Truck cabin - Detailing and texturing
The details of the cabin such as the front sun guard, rear panel bottom detail with buttons, the smooth roof edges, depth and buttons on the cabin roof compartments, the truck sun visor, roof latch and hatch, and then the side mirrors of the truck. Textures were applied to be re-process in unreal engine which creates the finishing touch of the model. There was a problem found in having mirrored objects in 3DS Max when importing it into Unreal Engine 4 as the object is flip on the y-axis, were it was fixed.

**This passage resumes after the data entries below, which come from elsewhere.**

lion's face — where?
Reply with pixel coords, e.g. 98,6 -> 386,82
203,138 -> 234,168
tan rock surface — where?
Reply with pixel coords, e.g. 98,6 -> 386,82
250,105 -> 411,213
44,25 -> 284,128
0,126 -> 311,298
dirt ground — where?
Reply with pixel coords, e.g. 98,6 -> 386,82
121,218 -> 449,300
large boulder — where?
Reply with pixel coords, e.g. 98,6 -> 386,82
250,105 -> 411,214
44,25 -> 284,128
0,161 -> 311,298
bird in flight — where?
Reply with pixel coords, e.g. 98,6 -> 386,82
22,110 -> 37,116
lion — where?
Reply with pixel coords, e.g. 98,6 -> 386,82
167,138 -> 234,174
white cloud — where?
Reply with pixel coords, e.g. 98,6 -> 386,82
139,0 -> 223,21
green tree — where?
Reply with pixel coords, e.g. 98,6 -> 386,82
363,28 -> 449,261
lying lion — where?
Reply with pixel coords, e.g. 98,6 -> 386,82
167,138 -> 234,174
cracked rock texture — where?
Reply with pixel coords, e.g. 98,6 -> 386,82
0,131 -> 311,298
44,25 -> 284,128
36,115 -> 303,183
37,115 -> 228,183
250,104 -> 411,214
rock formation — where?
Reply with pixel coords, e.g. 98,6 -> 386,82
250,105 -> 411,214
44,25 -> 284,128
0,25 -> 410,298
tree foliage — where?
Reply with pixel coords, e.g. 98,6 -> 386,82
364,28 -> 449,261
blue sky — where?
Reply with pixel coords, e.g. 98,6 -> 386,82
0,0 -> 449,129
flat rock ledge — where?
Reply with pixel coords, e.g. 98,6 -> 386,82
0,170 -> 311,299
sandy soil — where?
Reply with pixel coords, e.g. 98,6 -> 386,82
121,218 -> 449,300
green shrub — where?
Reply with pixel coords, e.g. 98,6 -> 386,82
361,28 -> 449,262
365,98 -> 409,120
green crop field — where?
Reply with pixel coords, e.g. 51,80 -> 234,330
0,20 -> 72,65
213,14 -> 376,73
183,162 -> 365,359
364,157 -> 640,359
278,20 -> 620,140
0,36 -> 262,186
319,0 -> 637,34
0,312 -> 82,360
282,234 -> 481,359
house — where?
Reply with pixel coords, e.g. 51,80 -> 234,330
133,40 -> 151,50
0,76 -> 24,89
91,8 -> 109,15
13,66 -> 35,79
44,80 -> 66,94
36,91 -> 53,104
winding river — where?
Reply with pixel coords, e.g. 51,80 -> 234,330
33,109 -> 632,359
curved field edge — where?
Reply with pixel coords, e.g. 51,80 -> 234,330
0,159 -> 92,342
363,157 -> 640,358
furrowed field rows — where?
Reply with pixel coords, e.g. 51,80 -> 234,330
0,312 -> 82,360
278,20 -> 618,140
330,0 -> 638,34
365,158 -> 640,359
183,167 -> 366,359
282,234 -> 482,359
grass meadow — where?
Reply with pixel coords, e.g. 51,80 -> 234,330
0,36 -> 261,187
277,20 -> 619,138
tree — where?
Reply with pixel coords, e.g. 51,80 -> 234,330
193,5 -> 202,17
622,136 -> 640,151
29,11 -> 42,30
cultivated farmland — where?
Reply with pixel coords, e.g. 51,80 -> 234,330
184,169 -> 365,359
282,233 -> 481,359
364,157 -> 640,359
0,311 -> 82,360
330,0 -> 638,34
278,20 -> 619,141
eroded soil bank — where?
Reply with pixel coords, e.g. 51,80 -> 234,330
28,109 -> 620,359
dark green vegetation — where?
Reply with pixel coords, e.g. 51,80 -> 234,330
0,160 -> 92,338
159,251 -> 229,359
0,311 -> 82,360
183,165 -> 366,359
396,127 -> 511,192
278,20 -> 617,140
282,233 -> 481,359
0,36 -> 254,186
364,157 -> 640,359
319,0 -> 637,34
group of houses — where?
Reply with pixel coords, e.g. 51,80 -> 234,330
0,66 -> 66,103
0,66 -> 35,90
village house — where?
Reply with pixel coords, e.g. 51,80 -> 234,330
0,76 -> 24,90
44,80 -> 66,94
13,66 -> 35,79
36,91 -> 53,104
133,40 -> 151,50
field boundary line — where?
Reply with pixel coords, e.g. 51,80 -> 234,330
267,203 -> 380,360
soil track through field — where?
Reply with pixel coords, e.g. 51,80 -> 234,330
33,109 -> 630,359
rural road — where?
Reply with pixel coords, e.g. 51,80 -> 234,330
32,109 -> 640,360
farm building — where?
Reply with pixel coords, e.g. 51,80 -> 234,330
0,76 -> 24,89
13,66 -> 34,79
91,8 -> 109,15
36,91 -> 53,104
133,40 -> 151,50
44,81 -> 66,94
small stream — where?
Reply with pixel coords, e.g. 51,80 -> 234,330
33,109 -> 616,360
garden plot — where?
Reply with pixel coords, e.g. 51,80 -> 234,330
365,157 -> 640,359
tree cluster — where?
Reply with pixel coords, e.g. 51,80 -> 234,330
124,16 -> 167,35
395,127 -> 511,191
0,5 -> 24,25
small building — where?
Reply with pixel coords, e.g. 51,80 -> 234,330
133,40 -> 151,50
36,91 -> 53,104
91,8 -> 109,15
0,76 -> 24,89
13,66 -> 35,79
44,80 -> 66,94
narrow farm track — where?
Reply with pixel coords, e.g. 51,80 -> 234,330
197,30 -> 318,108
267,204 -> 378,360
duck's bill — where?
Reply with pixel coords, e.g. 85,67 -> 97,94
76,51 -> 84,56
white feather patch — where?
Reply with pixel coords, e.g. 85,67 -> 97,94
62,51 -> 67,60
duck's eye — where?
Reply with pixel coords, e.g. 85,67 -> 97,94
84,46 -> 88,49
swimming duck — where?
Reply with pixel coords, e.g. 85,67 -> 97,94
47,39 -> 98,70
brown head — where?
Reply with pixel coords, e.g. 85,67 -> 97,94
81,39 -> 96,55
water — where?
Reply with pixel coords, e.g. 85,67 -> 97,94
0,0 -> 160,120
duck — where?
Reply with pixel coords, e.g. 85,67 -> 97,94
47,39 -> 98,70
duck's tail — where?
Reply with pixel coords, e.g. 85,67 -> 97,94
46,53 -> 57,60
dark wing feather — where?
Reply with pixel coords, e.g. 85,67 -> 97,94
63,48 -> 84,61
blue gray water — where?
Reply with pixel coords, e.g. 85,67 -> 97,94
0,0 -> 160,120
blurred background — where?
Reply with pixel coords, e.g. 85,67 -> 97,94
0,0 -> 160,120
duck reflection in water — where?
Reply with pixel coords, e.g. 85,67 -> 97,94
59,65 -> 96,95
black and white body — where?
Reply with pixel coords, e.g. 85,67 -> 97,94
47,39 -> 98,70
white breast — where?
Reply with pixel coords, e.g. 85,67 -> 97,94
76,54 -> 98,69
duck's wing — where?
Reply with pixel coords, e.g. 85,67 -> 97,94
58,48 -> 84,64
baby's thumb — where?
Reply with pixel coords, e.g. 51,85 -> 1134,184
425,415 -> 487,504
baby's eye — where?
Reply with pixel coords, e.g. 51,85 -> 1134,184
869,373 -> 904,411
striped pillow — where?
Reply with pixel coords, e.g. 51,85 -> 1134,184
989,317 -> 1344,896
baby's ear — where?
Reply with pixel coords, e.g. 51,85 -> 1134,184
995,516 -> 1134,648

During the modelling process of the Oculus project objects were all converted to editable poly to gain control of manipulating the objects. Objects could have been converted to editable mesh resulting in the same functions but the main difference of creating more control points by triangulating the faces of the object.
To create a object to a editable poly :
- Right Click an Object.
- Convert to > Convert to Editable Poly.
Objects can also be converted to editable poly in the modifiers list.
Object Control Points
Converting objects to editable poly allows us to manipulate the objects in a number of ways. each control point allows different types of modifiers to be used.
Edge Selection: Edges are lines that connect two vertices on a object.
Edge Modifiers Roll-Out
Polygon Selection: Polygons are surfaces on a object that are closed in by 3 or more edges.
Polygon Modifier Roll-Out
Vertex Selection: Vertex are points that structure an object, these points are located where 2 edges meet.